Le Grand Splash
Seth Sherwood -- Interior Design, 10/1/2008 12:00:00 AM

All Le Havre wanted was a nice, new municipal swimming pool. But when Ateliers Jean Nouvel submitted plans for the site—located in the French port city's rundown docklands—local officials gaped at something wholly unanticipated. "I was stupefied," recalls Le Havre Mayor Antoine Rufenacht. Rather than a rectangular hole in the ground, Nouvel's proposal depicted a 130,000-square-foot, post-modern complex filled with numerous interconnected pools, water channels, steam rooms, and hydrotherapy areas, all in a blocky design inspired by the millennia-old thermal baths of the Roman empire.

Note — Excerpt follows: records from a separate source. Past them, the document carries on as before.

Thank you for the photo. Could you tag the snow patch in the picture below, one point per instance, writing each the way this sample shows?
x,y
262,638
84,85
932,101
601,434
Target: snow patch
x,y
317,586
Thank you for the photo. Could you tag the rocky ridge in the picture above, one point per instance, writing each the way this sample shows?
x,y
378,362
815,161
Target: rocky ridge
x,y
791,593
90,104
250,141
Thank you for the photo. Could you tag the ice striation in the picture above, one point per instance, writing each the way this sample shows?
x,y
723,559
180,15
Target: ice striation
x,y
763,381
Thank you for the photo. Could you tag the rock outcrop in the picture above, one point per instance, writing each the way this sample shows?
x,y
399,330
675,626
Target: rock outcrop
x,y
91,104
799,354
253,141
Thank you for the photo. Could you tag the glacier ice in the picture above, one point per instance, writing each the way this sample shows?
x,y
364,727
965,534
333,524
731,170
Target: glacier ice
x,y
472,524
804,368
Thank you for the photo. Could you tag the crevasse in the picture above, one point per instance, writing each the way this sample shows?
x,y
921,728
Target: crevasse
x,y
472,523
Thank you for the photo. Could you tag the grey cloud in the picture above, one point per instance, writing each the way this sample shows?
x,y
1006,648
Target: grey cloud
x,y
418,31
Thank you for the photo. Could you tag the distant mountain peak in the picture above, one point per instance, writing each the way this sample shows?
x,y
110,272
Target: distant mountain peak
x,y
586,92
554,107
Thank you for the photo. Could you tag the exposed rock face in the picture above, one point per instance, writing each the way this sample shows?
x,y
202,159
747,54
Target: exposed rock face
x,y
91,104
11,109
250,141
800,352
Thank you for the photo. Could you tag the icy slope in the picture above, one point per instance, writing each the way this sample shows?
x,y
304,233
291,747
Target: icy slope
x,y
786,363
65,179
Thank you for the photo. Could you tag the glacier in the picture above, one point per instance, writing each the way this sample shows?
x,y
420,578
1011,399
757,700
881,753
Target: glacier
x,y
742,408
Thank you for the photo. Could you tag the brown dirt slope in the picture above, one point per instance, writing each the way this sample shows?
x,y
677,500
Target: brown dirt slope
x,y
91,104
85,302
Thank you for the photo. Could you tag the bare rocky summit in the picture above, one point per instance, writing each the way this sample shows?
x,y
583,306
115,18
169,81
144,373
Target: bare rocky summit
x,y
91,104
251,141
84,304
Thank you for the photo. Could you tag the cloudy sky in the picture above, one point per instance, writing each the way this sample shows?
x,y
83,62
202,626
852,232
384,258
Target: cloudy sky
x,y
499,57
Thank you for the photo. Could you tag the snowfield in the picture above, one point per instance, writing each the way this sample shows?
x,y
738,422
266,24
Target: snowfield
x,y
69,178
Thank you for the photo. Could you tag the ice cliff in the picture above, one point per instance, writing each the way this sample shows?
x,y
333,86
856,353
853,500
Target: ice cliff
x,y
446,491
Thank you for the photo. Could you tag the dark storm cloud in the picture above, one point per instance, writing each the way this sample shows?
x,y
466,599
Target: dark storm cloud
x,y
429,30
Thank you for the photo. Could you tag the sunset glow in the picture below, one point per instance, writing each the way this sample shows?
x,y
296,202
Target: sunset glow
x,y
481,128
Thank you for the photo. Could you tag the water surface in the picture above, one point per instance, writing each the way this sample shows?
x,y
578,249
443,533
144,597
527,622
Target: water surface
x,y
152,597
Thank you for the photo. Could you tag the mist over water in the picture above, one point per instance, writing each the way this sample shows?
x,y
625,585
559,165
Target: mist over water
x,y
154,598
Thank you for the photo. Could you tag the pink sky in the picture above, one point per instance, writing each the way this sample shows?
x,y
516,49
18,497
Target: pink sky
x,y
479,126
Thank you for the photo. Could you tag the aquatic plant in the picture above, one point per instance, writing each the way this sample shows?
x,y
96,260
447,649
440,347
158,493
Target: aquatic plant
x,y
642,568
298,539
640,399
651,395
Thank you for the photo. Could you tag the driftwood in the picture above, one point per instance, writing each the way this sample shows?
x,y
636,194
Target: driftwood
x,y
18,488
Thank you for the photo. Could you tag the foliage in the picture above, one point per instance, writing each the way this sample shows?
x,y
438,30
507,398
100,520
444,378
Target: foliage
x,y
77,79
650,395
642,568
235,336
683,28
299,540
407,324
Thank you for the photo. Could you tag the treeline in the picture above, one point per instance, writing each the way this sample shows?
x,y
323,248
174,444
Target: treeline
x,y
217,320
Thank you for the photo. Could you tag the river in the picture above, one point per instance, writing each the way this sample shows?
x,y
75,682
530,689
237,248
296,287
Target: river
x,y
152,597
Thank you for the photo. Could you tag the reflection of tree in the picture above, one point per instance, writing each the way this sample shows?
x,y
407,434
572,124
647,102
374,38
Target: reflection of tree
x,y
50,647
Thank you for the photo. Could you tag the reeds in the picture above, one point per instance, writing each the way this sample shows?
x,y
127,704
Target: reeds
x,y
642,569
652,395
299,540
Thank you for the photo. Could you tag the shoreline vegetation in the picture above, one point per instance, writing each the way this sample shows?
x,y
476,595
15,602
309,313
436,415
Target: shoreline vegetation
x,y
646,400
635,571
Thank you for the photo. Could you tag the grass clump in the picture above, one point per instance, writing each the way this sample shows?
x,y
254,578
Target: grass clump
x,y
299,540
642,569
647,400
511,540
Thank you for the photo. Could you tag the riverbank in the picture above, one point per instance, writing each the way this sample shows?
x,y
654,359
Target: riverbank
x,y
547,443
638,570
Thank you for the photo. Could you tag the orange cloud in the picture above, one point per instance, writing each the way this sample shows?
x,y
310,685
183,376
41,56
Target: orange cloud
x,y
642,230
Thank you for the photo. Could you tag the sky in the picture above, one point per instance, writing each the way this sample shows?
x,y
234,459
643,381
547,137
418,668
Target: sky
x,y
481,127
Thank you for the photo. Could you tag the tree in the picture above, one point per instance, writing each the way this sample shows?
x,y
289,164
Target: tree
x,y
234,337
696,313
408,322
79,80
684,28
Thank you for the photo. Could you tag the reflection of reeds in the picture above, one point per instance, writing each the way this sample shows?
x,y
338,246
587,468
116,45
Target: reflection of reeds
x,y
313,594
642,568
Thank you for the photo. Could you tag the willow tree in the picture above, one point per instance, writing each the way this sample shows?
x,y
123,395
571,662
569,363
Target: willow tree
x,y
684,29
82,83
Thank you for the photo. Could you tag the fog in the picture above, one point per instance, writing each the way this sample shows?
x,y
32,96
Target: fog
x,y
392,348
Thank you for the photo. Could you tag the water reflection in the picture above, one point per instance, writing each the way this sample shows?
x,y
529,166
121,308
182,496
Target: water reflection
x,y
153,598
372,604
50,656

Each chamber of Les Bains des Docks, as the spectacular complex is called, is a poetic jumble of monolithic white squares and rectangles recalling classical ruins. Covering the floor, walls, and ceiling are more than 32 million white mosaic tiles, that favorite medium for Roman and Byzantine art. The only splash of color—and touch of softness—is in the lounge next to the separate children's pool. Square rubber-foam cushions in bright, saturated hues—red, orange, yellow, and green—line every surface, as if the area were built from giant Starburst fruit chews.
Seduced by Le Havre's coastal skies, Nouvel also strove to admit the maximum natural light, inserting huge jagged fissures in the fortresslike walls lining the outdoor pool. Inside, he deployed skylights, large windows, and translucent glass walls wherever possible. Throughout the day, the sun's rays filter at shifting angles through the apertures and refract variously off the angular surfaces inside, creating a constant interplay of light and shadow. "It's magical," Rufenacht notes. And a far cry from the usual community pool.